Methods of marketing research

Marketing research is a systematic and objective study of problems pertaining to the marketing of goods and services. It is applicable to any area of marketing. Research is the only tool an organization has to keep in contact with its external operating environment. In order to be proactive and change with the environment simple questions need to be asked:

  • What are the customer needs and how are they changing? How to meet these changing needs? What do the customers think about existing products or services? What more are they looking at?
  • What are the competitors doing to retain customers in this environment? Are their strategies exceeding or influencing yours? What should you do to be more competitive?
  • How are macro and micro environmental factors influencing your organisation? How will you react t this environment?
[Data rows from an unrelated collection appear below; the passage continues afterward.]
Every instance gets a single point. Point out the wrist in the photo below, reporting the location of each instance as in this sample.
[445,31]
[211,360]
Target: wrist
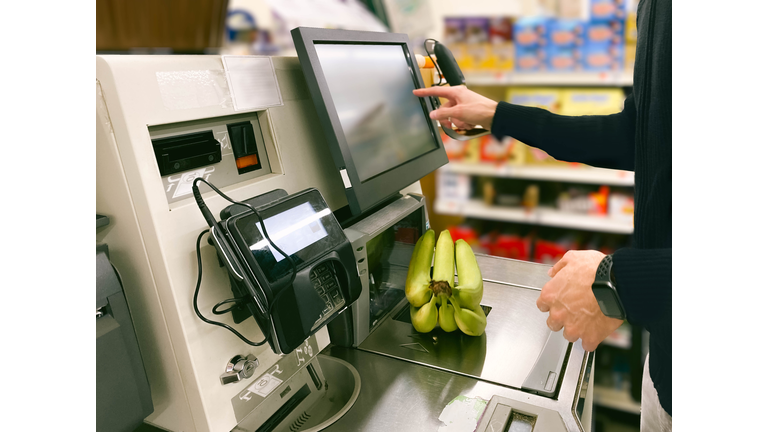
[605,290]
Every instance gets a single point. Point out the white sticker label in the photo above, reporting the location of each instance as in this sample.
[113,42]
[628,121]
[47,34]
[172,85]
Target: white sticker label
[345,179]
[252,81]
[264,385]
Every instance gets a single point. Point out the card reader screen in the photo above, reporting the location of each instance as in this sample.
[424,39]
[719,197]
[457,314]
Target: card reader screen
[293,230]
[302,227]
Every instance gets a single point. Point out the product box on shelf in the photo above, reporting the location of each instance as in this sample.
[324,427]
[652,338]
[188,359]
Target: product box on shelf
[629,56]
[454,38]
[455,149]
[531,32]
[621,206]
[453,187]
[566,33]
[547,98]
[463,232]
[478,45]
[493,150]
[502,51]
[630,31]
[564,59]
[530,59]
[591,101]
[606,10]
[605,32]
[549,252]
[511,246]
[602,57]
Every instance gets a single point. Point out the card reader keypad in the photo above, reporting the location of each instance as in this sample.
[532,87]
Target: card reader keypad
[327,286]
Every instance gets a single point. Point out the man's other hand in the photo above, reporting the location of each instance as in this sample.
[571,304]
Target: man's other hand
[569,300]
[463,107]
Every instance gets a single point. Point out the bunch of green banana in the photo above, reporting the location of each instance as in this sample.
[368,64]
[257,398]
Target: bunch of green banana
[435,301]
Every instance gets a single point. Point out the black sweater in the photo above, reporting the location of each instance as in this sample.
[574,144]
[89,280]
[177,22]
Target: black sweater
[637,139]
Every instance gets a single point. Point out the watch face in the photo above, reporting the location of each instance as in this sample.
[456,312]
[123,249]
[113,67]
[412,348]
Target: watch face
[606,299]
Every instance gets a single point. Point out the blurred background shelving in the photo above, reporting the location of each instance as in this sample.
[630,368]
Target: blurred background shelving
[571,57]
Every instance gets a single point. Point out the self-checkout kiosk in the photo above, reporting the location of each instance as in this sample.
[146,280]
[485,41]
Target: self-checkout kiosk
[263,212]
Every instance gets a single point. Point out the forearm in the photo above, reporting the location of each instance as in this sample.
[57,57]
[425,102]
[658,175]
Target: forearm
[644,280]
[605,141]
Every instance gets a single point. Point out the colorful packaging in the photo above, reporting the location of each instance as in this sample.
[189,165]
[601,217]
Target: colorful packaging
[629,56]
[566,33]
[605,32]
[606,10]
[548,252]
[502,52]
[601,57]
[453,32]
[455,149]
[466,233]
[477,34]
[621,206]
[564,59]
[591,101]
[630,32]
[531,32]
[545,98]
[454,38]
[493,150]
[511,246]
[530,59]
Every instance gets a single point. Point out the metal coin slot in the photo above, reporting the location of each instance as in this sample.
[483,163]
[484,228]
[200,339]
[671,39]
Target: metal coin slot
[313,375]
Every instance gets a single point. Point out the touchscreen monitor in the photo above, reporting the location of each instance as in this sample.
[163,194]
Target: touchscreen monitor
[379,133]
[303,227]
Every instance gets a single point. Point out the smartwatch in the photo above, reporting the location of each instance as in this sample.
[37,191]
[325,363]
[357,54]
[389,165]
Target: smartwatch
[604,289]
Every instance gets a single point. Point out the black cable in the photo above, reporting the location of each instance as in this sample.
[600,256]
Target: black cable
[197,291]
[238,301]
[434,61]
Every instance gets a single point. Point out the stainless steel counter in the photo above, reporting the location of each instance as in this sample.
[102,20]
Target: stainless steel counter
[407,390]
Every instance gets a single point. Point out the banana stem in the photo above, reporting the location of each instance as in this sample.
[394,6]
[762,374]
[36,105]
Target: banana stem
[441,287]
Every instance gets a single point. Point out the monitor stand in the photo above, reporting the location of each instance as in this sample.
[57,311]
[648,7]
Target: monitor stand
[347,219]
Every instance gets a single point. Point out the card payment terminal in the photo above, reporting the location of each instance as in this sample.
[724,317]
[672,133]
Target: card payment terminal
[313,246]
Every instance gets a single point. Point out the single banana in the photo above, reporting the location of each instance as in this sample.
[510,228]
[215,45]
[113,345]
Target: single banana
[471,321]
[417,283]
[424,319]
[470,289]
[443,274]
[446,319]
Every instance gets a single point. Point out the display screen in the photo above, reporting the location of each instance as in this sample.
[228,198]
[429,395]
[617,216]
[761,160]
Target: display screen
[303,227]
[292,230]
[372,87]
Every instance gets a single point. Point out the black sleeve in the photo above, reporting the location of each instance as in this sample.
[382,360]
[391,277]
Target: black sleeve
[606,141]
[644,284]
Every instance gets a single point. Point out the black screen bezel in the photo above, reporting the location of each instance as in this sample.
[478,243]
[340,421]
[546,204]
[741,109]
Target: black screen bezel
[363,196]
[246,234]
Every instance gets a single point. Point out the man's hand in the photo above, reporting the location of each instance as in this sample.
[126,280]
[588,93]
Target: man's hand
[464,107]
[569,300]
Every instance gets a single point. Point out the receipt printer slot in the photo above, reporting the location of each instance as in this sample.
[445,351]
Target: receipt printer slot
[185,152]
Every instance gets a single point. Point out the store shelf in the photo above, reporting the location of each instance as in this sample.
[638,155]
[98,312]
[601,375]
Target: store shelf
[616,399]
[539,216]
[575,175]
[612,79]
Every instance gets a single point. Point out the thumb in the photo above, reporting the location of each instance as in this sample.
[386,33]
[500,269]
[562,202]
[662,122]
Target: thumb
[557,267]
[444,112]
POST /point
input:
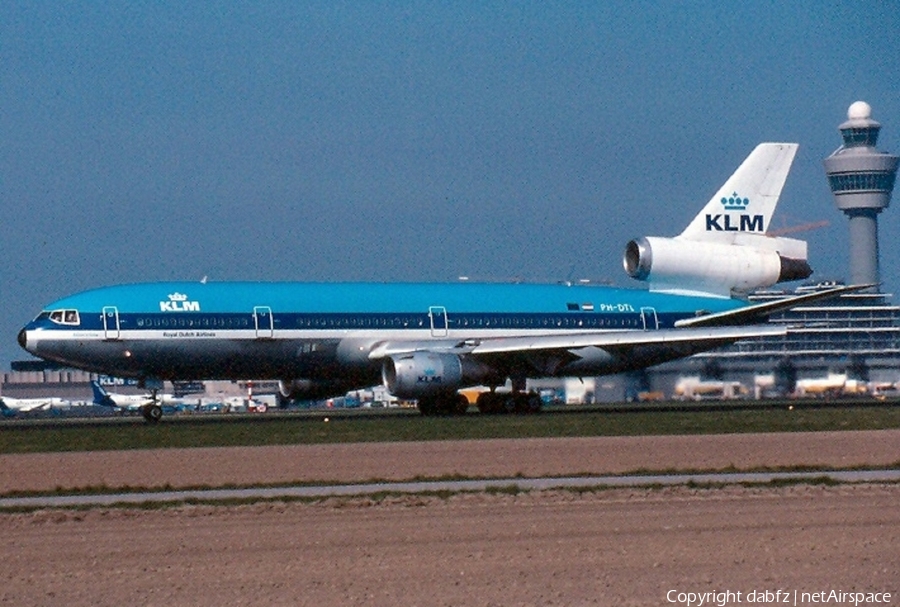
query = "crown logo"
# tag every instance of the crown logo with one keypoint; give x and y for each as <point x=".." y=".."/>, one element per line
<point x="735" y="202"/>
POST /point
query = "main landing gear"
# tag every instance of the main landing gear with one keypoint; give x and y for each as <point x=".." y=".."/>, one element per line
<point x="449" y="404"/>
<point x="152" y="412"/>
<point x="494" y="403"/>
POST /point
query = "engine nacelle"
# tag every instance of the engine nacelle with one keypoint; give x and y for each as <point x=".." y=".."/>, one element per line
<point x="424" y="374"/>
<point x="672" y="264"/>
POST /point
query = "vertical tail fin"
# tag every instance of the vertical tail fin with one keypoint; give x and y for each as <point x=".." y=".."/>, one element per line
<point x="101" y="397"/>
<point x="745" y="203"/>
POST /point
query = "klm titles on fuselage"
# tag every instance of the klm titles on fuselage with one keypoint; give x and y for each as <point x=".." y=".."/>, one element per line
<point x="726" y="222"/>
<point x="178" y="302"/>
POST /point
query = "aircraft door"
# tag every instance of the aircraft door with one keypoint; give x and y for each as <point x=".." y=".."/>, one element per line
<point x="263" y="323"/>
<point x="649" y="319"/>
<point x="438" y="317"/>
<point x="110" y="322"/>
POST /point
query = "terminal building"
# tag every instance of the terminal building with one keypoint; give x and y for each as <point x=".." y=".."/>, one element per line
<point x="856" y="334"/>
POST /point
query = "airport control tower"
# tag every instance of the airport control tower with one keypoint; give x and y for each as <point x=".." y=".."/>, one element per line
<point x="861" y="179"/>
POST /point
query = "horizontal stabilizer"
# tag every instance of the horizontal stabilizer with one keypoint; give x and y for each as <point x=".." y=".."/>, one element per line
<point x="759" y="312"/>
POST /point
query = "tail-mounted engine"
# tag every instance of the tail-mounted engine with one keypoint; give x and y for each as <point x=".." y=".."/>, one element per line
<point x="672" y="264"/>
<point x="424" y="374"/>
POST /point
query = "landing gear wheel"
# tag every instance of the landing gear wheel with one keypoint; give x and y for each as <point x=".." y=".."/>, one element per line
<point x="460" y="406"/>
<point x="428" y="407"/>
<point x="533" y="403"/>
<point x="489" y="403"/>
<point x="152" y="413"/>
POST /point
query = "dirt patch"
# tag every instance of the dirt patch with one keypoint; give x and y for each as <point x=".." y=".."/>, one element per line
<point x="361" y="462"/>
<point x="617" y="547"/>
<point x="612" y="547"/>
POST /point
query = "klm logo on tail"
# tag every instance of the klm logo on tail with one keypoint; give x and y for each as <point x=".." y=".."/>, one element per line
<point x="726" y="222"/>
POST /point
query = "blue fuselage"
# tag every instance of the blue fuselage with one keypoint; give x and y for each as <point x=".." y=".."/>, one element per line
<point x="322" y="331"/>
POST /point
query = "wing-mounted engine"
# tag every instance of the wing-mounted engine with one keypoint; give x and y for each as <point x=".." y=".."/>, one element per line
<point x="680" y="265"/>
<point x="426" y="374"/>
<point x="725" y="248"/>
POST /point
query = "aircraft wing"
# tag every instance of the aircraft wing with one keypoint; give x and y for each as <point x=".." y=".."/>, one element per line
<point x="613" y="340"/>
<point x="759" y="312"/>
<point x="27" y="405"/>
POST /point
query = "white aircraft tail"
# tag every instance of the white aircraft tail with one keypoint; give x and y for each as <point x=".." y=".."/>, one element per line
<point x="725" y="248"/>
<point x="744" y="205"/>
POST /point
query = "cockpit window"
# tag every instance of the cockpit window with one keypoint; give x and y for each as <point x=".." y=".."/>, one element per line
<point x="65" y="317"/>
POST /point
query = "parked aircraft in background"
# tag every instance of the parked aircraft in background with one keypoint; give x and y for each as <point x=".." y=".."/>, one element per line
<point x="425" y="341"/>
<point x="11" y="406"/>
<point x="130" y="402"/>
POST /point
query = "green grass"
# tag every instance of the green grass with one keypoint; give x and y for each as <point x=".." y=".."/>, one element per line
<point x="347" y="428"/>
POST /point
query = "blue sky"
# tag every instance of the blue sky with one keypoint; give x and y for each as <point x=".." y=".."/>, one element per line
<point x="409" y="141"/>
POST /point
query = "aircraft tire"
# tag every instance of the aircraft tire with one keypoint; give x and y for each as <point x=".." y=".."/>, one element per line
<point x="152" y="413"/>
<point x="489" y="403"/>
<point x="428" y="407"/>
<point x="533" y="403"/>
<point x="460" y="405"/>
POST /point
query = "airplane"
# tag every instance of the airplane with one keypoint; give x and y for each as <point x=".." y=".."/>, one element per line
<point x="425" y="341"/>
<point x="121" y="401"/>
<point x="11" y="406"/>
<point x="130" y="402"/>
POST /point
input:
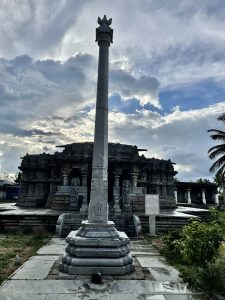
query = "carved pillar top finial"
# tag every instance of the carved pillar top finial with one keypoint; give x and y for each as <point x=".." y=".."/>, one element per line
<point x="104" y="33"/>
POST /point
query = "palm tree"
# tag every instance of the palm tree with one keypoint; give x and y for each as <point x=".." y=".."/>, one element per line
<point x="218" y="152"/>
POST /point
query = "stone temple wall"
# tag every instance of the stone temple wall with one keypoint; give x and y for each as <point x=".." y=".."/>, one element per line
<point x="62" y="180"/>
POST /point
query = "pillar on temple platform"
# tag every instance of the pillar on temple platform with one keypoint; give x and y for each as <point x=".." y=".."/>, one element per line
<point x="97" y="247"/>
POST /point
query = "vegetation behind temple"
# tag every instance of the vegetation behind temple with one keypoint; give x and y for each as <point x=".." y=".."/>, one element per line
<point x="198" y="251"/>
<point x="16" y="248"/>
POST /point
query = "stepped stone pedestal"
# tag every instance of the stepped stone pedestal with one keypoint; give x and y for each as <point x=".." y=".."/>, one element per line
<point x="95" y="248"/>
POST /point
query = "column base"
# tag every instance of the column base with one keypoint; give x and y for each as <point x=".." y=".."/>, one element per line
<point x="95" y="248"/>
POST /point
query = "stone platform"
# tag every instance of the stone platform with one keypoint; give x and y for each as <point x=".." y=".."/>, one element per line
<point x="13" y="217"/>
<point x="97" y="248"/>
<point x="153" y="279"/>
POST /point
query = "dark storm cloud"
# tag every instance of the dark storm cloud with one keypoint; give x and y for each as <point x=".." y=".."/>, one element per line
<point x="35" y="27"/>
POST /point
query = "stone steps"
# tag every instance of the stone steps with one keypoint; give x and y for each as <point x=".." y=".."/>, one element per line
<point x="164" y="223"/>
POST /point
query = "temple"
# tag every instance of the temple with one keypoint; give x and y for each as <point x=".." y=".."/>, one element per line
<point x="62" y="180"/>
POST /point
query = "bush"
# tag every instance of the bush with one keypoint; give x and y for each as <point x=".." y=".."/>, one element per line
<point x="195" y="251"/>
<point x="210" y="278"/>
<point x="200" y="243"/>
<point x="170" y="249"/>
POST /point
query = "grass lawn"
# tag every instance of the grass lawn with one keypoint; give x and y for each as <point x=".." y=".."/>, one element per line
<point x="15" y="249"/>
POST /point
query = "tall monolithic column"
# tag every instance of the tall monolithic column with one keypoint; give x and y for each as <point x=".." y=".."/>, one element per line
<point x="97" y="246"/>
<point x="98" y="207"/>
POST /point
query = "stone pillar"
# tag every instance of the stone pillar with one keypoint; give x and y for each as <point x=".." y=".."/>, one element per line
<point x="98" y="206"/>
<point x="116" y="180"/>
<point x="189" y="195"/>
<point x="116" y="193"/>
<point x="84" y="179"/>
<point x="134" y="179"/>
<point x="175" y="194"/>
<point x="203" y="197"/>
<point x="97" y="247"/>
<point x="65" y="179"/>
<point x="217" y="199"/>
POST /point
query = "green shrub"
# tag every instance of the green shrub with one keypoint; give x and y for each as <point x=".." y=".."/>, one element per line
<point x="170" y="249"/>
<point x="195" y="251"/>
<point x="200" y="243"/>
<point x="211" y="278"/>
<point x="215" y="276"/>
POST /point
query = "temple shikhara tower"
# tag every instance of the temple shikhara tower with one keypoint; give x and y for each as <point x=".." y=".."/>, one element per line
<point x="97" y="246"/>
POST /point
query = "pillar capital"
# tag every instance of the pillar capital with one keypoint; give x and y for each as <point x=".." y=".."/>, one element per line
<point x="104" y="33"/>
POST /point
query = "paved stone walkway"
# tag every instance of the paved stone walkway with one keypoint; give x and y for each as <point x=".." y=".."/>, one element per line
<point x="39" y="279"/>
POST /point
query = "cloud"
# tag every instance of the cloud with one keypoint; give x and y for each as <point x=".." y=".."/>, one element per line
<point x="144" y="89"/>
<point x="35" y="27"/>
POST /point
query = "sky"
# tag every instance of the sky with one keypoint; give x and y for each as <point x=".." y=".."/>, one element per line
<point x="166" y="78"/>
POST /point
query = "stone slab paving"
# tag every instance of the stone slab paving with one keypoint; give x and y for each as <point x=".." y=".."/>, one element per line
<point x="30" y="281"/>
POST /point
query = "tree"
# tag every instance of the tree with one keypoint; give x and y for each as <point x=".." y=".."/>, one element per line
<point x="218" y="152"/>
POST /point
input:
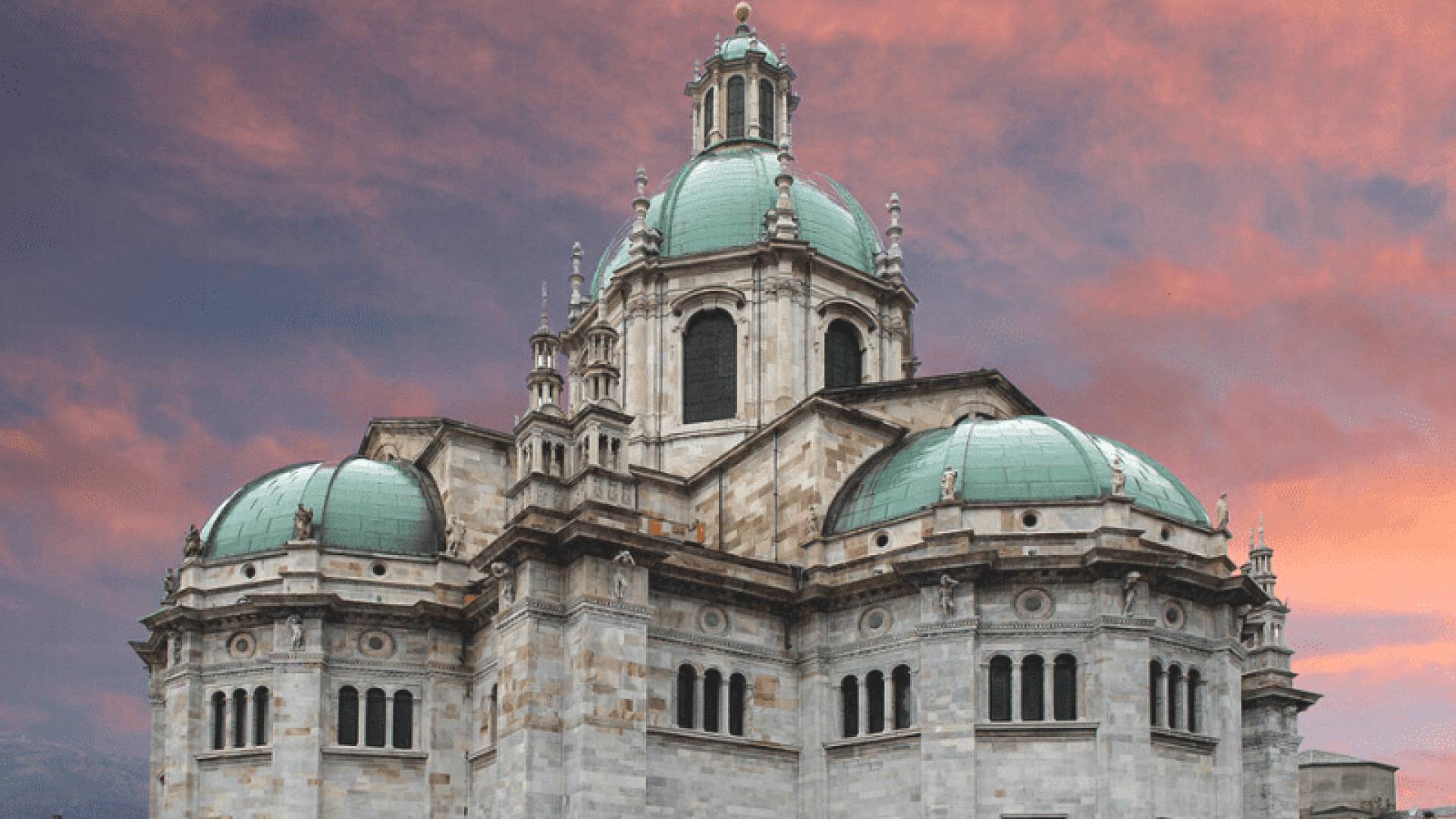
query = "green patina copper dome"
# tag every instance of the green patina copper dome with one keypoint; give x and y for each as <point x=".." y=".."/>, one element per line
<point x="718" y="202"/>
<point x="1027" y="460"/>
<point x="359" y="504"/>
Methodologically, marketing research uses four types of research designs, namely:

  • Qualitative marketing research – This is generally used for exploratory purposes. The data collected is qualitative and focuses on people’s opinions and attitudes towards a product or service. The respondents are generally few in number and the findings cannot be generalised tot eh whole population. No statistical methods are generally applied. Ex: Focus groups, In-depth interviews, and Projective techniques
  • Quantitative marketing research – This is generally used to draw conclusions for a specific problem. It tests a specific hypothesis and uses random sampling techniques so as to infer from the sample to the population. It involves a large number of respondents and analysis is carried out using statistical techniques. Ex: Surveys and Questionnaires
  • Observational techniques – The researcher observes social phenomena in their natural setting and draws conclusion from the same. The observations can occur cross-sectionally (observations made at one time) or longitudinally (observations occur over several time-periods). Ex: Product-use analysis and computer cookie tracing
  • Experimental techniques – Here, the researcher creates a quasiartificial environment to try to control spurious factors, then manipulates at least one of the variables to get an answer to a research. Ex: Test marketing and Purchase laboratories

More than one research designs could be used at a time. They may start with secondary research to get background information, then conduct a focus group (qualitative research design) to explore the issues. Finally they might do a full nation-wide survey (quantitative research design) in order to devise specific recommendations for the client organisation.